When these workers are 24 hours into a snow-removal job, what are they supposed to do while their trucks are recharging and the flakes are still coming down? What about independent drivers of 18-wheelers who aren’t part of, say, a Walmart or Amazon fleet?
Electric cars might have a comparable mileage range to a regular car, but what about charge time? For truck drivers, already burdened by countless regulations, dead time adds up. The same goes even for people in sales who put on hundreds of miles driving across their territories day in and day out.
Perhaps, more importantly, do these workers want to switch to electric? Does it pass their personal cost-benefit calculations?
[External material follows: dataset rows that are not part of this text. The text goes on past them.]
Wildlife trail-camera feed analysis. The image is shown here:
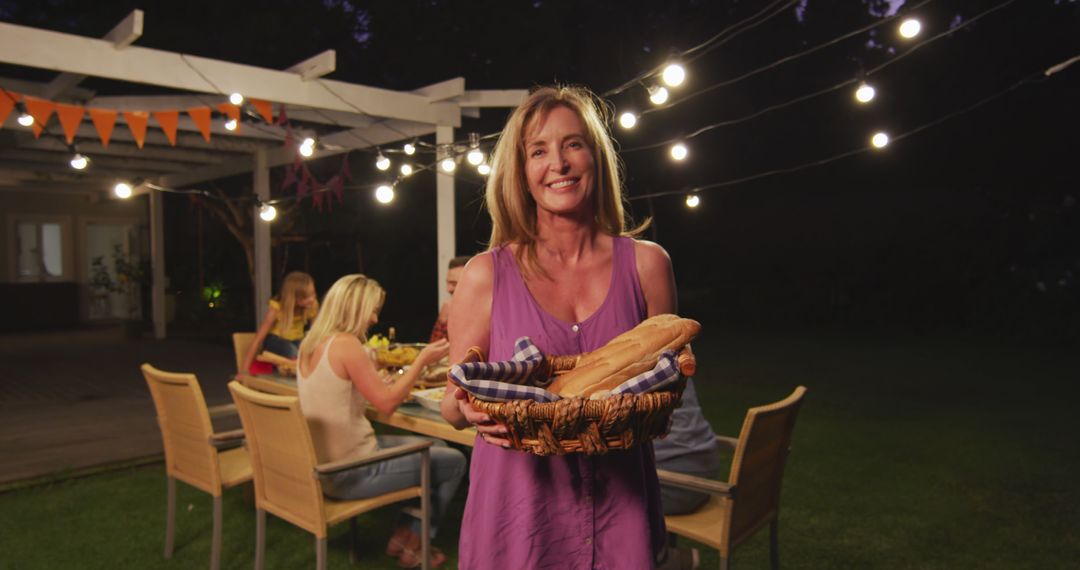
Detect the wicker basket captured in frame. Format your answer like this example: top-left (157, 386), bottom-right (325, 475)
top-left (455, 348), bottom-right (696, 456)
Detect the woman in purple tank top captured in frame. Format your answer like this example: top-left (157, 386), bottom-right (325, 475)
top-left (442, 87), bottom-right (675, 570)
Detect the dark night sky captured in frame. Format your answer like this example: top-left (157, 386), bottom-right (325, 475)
top-left (0, 0), bottom-right (1080, 334)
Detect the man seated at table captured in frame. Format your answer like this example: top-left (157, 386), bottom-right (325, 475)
top-left (428, 256), bottom-right (472, 342)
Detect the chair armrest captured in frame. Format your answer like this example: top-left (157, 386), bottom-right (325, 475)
top-left (657, 470), bottom-right (735, 497)
top-left (315, 442), bottom-right (434, 476)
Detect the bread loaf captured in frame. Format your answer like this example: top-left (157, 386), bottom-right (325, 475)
top-left (548, 314), bottom-right (701, 397)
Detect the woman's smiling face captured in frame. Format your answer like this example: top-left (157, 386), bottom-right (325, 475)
top-left (525, 106), bottom-right (596, 215)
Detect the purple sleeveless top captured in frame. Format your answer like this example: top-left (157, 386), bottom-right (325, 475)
top-left (459, 238), bottom-right (665, 570)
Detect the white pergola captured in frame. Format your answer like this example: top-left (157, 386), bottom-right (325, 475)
top-left (0, 10), bottom-right (526, 338)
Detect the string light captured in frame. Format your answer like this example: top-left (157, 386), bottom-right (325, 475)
top-left (671, 143), bottom-right (690, 162)
top-left (900, 18), bottom-right (922, 40)
top-left (855, 83), bottom-right (877, 103)
top-left (375, 185), bottom-right (394, 204)
top-left (112, 182), bottom-right (132, 200)
top-left (71, 152), bottom-right (90, 171)
top-left (661, 64), bottom-right (686, 87)
top-left (259, 204), bottom-right (278, 221)
top-left (649, 85), bottom-right (667, 105)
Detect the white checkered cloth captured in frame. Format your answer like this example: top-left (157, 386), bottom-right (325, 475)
top-left (449, 337), bottom-right (679, 402)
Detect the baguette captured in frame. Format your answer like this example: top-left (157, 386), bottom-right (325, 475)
top-left (548, 314), bottom-right (701, 397)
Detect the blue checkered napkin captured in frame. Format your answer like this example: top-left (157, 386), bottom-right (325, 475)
top-left (449, 337), bottom-right (679, 402)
Climate-extreme elitists never bothered to ask — and don’t care about the answer.
Where Do You Think EVs Get Their Electricity?
This entire conversation is nonsensical, especially because electric vehicles aren’t actually good for the planet. The Biden administration and other coastal elites can bloviate all day about “environmental justice,” whatever that means, but it’s all just hot air.
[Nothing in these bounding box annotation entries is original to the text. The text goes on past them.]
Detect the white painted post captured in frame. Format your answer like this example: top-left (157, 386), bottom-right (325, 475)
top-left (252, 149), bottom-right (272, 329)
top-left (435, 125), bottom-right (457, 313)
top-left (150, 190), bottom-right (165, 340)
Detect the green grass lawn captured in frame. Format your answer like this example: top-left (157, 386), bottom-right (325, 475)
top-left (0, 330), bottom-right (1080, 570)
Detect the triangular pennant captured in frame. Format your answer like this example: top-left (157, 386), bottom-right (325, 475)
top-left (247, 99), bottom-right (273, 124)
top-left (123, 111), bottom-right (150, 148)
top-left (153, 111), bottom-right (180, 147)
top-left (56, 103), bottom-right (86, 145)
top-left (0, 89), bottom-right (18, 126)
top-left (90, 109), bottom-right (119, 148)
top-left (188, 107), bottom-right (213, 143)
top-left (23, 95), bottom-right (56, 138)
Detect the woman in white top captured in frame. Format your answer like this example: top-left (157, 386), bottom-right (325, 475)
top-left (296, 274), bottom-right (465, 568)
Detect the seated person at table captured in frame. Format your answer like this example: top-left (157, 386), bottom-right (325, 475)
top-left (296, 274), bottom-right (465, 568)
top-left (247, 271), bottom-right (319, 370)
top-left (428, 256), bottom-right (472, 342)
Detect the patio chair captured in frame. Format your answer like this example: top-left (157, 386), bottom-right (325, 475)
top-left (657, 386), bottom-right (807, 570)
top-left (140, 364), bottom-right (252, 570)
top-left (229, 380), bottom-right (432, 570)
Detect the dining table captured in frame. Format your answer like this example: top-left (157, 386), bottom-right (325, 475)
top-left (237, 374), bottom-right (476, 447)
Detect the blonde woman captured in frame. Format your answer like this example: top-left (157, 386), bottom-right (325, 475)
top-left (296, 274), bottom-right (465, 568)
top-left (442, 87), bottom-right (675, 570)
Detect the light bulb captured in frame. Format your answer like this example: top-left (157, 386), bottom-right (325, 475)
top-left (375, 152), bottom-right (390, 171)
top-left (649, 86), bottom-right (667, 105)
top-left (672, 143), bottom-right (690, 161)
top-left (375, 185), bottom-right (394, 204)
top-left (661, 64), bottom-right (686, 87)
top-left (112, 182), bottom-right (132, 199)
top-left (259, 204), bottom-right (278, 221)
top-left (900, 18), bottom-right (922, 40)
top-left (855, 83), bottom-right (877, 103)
Do you know where the electricity for “clean” vehicles comes from? Most of it comes from fossil fuels, with one 2020 study showing that these nonrenewables are the primary EV energy source in 43 of the 50 states.
“[O]ne of Tesla’s Supercharger stations was reported to get 13 percent of their energy from natural gas and 27 percent from coal,” which are both fossil fuels, Federalist intern Alasdaire Fleitas noted on Wednesday. “Power plants burn coal to generate electricity to power electric cars and emit a higher fossil fuel footprint than the left would care to admit.”
Democrats love to chatter about “emissions,” but while electric vehicles are great for virtue-signaling because they avoid the exhaust given off on the back end by gas-powered cars, they emit greenhouse gases on the front end by running on energy derived from fossil fuel combustion at a power plant.
And this is to say nothing of how electric cars increase our reliance on super-polluters like China for battery and other manufacturing.
None of Your Business
The Democrats pushing electric cars while scurrying around to speeches and fundraisers in private jets and fleets of SUVs clearly don’t really care about the planet, and they don’t care about the lives of normal Americans.
But it’s more than hypocrisy. Using gas prices to push vulnerable Americans into their green policy goals is also coercive. And bragging about “zero emissions” by pushing expensive cars that are still built on fossil fuels and pollution is completely dishonest.
It’s also ignorant. Americans have work, personal responsibilities, and expenses that lead them to assess costs and benefits and invest in the best vehicles to help them provide for their families and their customers. They don’t want electric vehicles; they want a $5,000 pickup truck, and they have a good reason for it. Stop ruining their lives.